In November, Kate dropped the charges against both Jon and Hoffman. (This is normally the place where I’d quote Kate’s Philadelphia-based lawyer, but he repeatedly dodged my calls and emails, claiming he was too busy to talk. He did, however, find time to post selfies to his Twitter account.)
In truth, Kate had put herself in a precarious position by suing at all. Jon’s lawyers say that if Hoffman’s book indeed “contained defamatory and untrue information about Kate Gosselin,” as she claimed, then she’d undermined her own claim that he stole her actual journal.

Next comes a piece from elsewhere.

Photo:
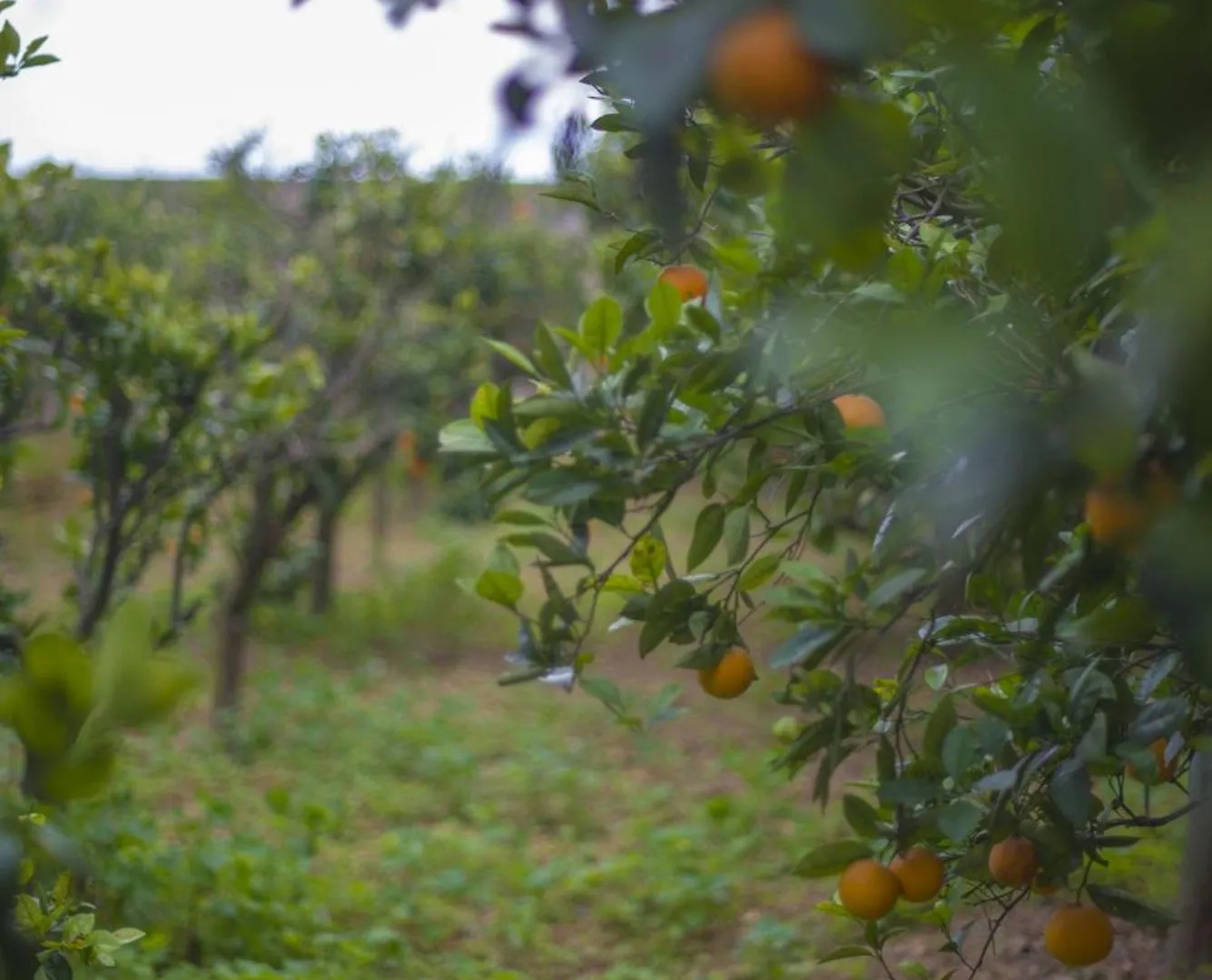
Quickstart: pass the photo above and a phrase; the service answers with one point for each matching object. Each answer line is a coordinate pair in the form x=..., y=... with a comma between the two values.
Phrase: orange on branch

On the flip side, if he did steal her actual journal, the information from it that he printed in his book would appear to be true, not “false” and “defamatory.” Jon’s take: “She’s admitting the child abuse. That’s her intellectual property. It’s her journal.”
A couple weeks before Kate dropped the case, Hoffman sent me a copy of a Microsoft Word file titled “Mommy’s Journal.” It totals over 100 pages. It begins on July 2, 2006, and ends on July 23, 2007. There are a lot of exclamation points and biblical verses. Hoffman says I’m the first journalist to see it, and has urged me to “independently verify” it. I’ll say this: If Hoffman did fabricate this diary, he has a real gift for creating the mundane parenting anxieties that consumed Kate’s thoughts in the mid-aughts.
As far as Hoffman’s allegations go, suffice it to say their veracity depends mostly on whether one considers spanking abusive behavior or not. At the bar, when I begin to ask Jon pointed questions about the alleged abuse, he wises up, goes off the record, and says, “Let’s get the fuck out of here.” Then he looks around the patio, motions toward the bar, and yells: “Let’s do a shot!”
Post-shot, Jon tells me to trail his beige Ford Expedition back to Reading, where he can lead me to a good motel. On our way, he stops at a gas station to pick up a can of Monster for himself and a pack of cigarettes to bring to his friend Carey. When we get to Carey’s, I get out of the car and find Jon standing in her unpaved driveway, driver-side door wide open, taking a piss. After a few minutes of standing around Jon’s puddle of urine and making small talk, we get back into our cars. My phone buzzes. It’s Jon. All he says is, “We’re taking back roads.” He kicks the Expedition into gear, and I follow.